Mariscal. ¿Y qué hiciste?

Eilif. Me reí.

Mariscal. ¿Qué?

Eilif. Me reí. Y se entabló una conversación. En se­guida empecé a regatear, y les dije que veinte florines eran demasiado para los bueyes, y que sólo les ofrecía quin­ce, como si estuviese dispuesto a pagarlos. Se quedaron aturdidos y se rascaban las cabezas. Yo aprovecho, me aga­cho, y recojo mi acero, y los saco corriendo. En la miseria no hay mandamientos, ¿no es así?

Mariscal. ¿Qué te parece, pastor de almas?

Capellán. Considerándolo estrictamente, no hallamos tal proverbio en la Biblia. Pero Nuestro Señor hizo qui­nientos panes de cinco, y en ese instante no había miseria siquiera. Y en aquel entonces bien pudo exigir que se amase al prójimo, porque todos estaban hartos y satisfechos. Hoy día las cosas están muy distintas.

Mariscal. (Ríe) Muy distintas. Ahora sí recibes tu trago, fariseo. (A Eilif). Los sacaste corriendo, así me gusta, y de esa manera mis bravas tropas pueden llenar el buche con algo. ¿Acaso no dicen las Escrituras: "En cuanto lo hicisteis a uno de estos mis hermanos pequeñitos, lo hicisteis a mí"? ¿Y acaso no fue eso lo que tú les hiciste? Una buena comida les conseguiste, con carne de buey, por­que no están acostumbrados al pan enmohecido. En otros tiempos se preparaban suculentos postres de pan blanco y vino, dentro de los morriones, y después de eso peleaban en pro de Dios.

Eilif. Así es, en seguida me agaché, recogí mi acero y los saqué corriendo.

Mariscal. Tienes la pasta de un joven César. Tendrías que ver al rey.

Eilif. Lo he visto de lejos. Tiene algo así como un brillo. Le quiero tomar por ejemplo.

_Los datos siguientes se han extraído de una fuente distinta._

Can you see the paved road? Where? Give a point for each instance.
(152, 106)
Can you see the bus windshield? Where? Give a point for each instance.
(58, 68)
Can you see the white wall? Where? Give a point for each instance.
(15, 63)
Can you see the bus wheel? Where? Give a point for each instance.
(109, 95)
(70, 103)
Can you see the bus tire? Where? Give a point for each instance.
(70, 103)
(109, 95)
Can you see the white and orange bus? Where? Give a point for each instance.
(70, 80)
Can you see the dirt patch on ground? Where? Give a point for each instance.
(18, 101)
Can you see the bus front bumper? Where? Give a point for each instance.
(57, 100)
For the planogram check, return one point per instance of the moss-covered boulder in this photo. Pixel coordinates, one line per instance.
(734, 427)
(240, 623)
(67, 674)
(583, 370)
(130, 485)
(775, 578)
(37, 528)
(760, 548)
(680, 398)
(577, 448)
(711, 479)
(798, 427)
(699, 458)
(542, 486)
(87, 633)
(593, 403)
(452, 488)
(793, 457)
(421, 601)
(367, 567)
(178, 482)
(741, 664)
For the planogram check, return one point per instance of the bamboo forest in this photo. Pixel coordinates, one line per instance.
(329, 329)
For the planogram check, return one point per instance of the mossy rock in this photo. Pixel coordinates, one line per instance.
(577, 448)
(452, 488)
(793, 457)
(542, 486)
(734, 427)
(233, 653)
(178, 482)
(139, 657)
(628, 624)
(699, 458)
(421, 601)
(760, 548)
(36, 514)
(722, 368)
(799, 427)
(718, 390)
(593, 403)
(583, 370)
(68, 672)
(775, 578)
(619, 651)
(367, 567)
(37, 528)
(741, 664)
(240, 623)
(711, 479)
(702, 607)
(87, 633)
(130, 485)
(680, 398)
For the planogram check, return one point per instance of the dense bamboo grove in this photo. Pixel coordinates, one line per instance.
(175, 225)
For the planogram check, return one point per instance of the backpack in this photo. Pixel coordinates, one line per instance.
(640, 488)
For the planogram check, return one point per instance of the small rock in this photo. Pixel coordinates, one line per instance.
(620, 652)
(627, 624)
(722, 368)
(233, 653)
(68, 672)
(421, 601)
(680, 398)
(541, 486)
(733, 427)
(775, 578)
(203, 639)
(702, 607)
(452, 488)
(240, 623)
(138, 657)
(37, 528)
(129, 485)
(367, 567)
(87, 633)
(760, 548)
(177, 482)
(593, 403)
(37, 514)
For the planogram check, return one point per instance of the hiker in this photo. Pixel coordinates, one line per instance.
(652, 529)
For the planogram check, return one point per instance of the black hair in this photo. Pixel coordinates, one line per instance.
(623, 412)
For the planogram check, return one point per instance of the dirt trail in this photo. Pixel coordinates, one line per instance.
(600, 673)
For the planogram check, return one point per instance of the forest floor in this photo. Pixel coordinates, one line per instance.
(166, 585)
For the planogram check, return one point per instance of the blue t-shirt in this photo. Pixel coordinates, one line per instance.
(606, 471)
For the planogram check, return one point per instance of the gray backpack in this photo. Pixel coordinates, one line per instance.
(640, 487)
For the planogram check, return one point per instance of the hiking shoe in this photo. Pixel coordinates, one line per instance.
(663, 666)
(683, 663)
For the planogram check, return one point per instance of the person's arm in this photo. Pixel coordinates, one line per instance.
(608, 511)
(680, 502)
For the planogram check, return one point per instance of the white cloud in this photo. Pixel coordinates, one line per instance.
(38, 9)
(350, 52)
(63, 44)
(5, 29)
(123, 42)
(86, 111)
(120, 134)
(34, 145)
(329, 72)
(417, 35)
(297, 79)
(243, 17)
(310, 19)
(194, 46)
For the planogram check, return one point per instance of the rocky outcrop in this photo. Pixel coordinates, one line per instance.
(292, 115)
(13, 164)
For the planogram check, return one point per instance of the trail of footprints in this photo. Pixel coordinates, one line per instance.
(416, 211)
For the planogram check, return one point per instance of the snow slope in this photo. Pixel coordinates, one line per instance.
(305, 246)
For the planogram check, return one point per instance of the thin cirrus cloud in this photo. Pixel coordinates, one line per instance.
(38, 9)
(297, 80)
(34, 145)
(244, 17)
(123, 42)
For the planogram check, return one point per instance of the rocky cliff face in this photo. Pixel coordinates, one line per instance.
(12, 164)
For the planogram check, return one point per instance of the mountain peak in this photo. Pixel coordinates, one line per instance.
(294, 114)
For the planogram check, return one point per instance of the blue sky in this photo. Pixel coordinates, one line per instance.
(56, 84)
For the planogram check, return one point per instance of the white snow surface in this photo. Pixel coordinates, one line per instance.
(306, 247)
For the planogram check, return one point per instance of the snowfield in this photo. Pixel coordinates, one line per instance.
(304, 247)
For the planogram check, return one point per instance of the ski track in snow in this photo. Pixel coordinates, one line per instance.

Mariscal. Algo de él ya tienes. Aprecio a un soldado como tú, Eilif, a un valiente. Y le trato como a mi propio hijo. (Le conduce frente a un mapa). Mira la si­tuación, Eilif. Falta mucho todavía.

Madre Coraje. (Que ha estado escuchando y sigue des­plumando, airada, su capón). Mal Mariscal es ése.

Cocinero. Comilón será, pero malo, ¿por qué?

Madre Coraje. Porque necesita soldados valientes, por eso. Si supiese hacer un plan de campaña bueno, ¿para qué necesitaría soldados valientes? Bastarían los comunes. De por sí es prueba de que algo va mal, si en algún lugar se encuentran tantas virtudes juntas.

Cocinero. Yo creo que eso es prueba de que todo va bien.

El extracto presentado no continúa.